Dead Code
What is dead code?
As programmers, you may have come across
- code that exists within a codebase, but never executes in the runtime.
- code that executes, but the result is never used.
Nobody in your team knows why it exists, and nobody has the courage to remove it. Most likely this can be a piece of code that was used for some functionality in the past which is not used anymore. With time, as your code grows with new features and bug fixes, the possibility of pieces of dead code lying around in various modules of your system becomes exponentially higher.
How to identify them?
Dead code can exist in the form of entire functions/methods. Sometimes entire source files. It could also be entire packages/modules. It could also be a one-line statement or an if condition that can never happen.
Modern IDEs do a wonderful job of identifying dead code. It is able to highlight code sections that are never used and makes the job much easier for the programmer to find them. Some compilers issue a warning during compilation if such code exists. Some compilers force to remove unused code and deny compilation otherwise. However, these tools have their limitations. Think about a feature that has been deprecated and removed from the UI. Most likely, the IDE will not help you in these situations to identify the backend code related to this feature. Therefore being mindful about such occurrences is also paramount rather than relying completely on automated tools.
What happens when you have dead code lying around?
When you are working with a team, contributing to a common code base as the rest, there is one task that you do more than anything else: reading other people’s code. It is by reading code that other programmers wrote, and understanding it, we can decide on how to integrate the change we intend to do in the most effective manner. Think about the last time you had to do a change in some strange piece of code that you did not understand properly and wishing that it would do what you intended.
When people read through the dead code,
- Brain cycles are wasted.
- Confuses them.
- Wrong assumptions are made
- Unnecessary complexity is added on top of them
It can also affect build time and startup time depending on the scale of it.

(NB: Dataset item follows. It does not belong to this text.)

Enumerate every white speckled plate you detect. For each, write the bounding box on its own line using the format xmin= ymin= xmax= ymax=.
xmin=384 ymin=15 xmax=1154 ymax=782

Therefore it is essential to remove dead code as soon as you see them. This is not a one-time task nor a task that a single person can perform. The team has to understand the implications of letting unnecessary code lie around for no reason and take this as a collective responsibility.
Summary
Experienced programmers try their best to write code that others can understand with less effort. One task which could help achieve this goal is to remove unnecessary code as soon as you encounter it. In case of a mistake, you can always roll back: everybody uses version control nowadays.